D'autre part, cette journée du 1er janvier a été marquée par des activités culturelles mises remarquablement sur pied par la secrétairerie d'Etat à la Jeunesse, au Sport et au Service civique (SEJSSC) dans l'aire du Champ-de-Mars. Pendant deux jours, les 31 décembre et 1er janvier, la place Pétion a été le centre de spectacles pour enfants; la place Dessalines fut réservée à la foire gastronomique organisée par le ministère de l'Agriculture et à une foire artisanale; la place Capois-La-Mort a été retenue pour un grand cyber-café mis à la disposition des jeunes tandis que la place Christophe accueillait les autres activités. On a pu également assister à des scènes historiques sous forme de chorégraphies exécutées par de jeunes artistes, avec la collaboration de professeurs d'art cubains qui en peu de temps ont su mettre sur pied un spectacle époustouflant.
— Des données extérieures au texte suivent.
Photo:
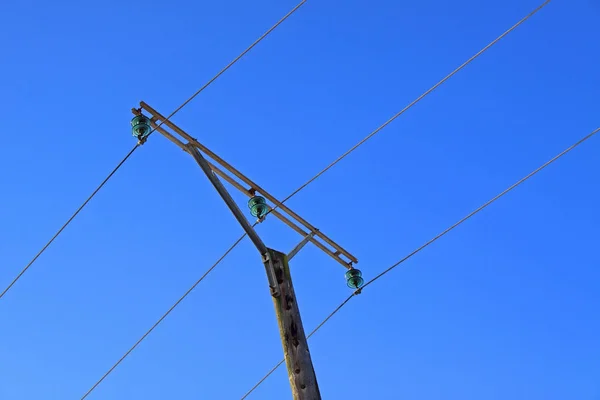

Le président René Préval, de retour des Gonaïves, est venu saluer le public sur la scène où évoluaient des groupes. Un grand défilé des unités de la Police nationale et une parade sur les pelouses du Palais national couronnaient le tout.

Cette célébration a aussi permis à des jeunes d'exprimer publiquement leurs aspirations, témoignant ainsi du progrès en cours des préoccupations socio-politiques de la nouvelle génération. Marrassé Elien de Cité Soleil et Darlène Antodor du lycée de Pétion-Ville ont choisi la forme de dialogue pour une déclaration de la jeunesse: «Qu'avons-nous fait de notre foi d'abattre l'oppression, qu'avons-nous fait de notre rendez-vous avec l'histoire? Qu'avons-nous à dire aujourd'hui du droit des peuples à l'auto-détermination, du droit à la vie? Que sommes-nous devenus dans la globalisation que les sociétés post-industrielles nous imposent? Qui sommes-nous? Qu'est-ce que nous pouvons faire?» s'est demandé Elien. Et Antodor de reprendre: «Si en 1991, le bicentenaire du premier congrès politique des esclaves connu sous le nom de cérémonie du Bois-Caïman était passé quasiment inaperçu et n'avait aucun écho dans les milieux populaires, nous ne pouvons aujourd'hui... nous n'avons pas le droit de nous taire ni de faire taire l'histoire.» Agir contre le silence de l'histoire officielle, refuser les matériaux idéologiques des classes dominantes, l'exclusion sociale, l'exploitation... Ils ont terminé leur discours par la volonté de faire entrer Haïti dans l'universel mais en tenant compte de notre culture, et clamant la nécessité de bâtir une Haïti nouvelle.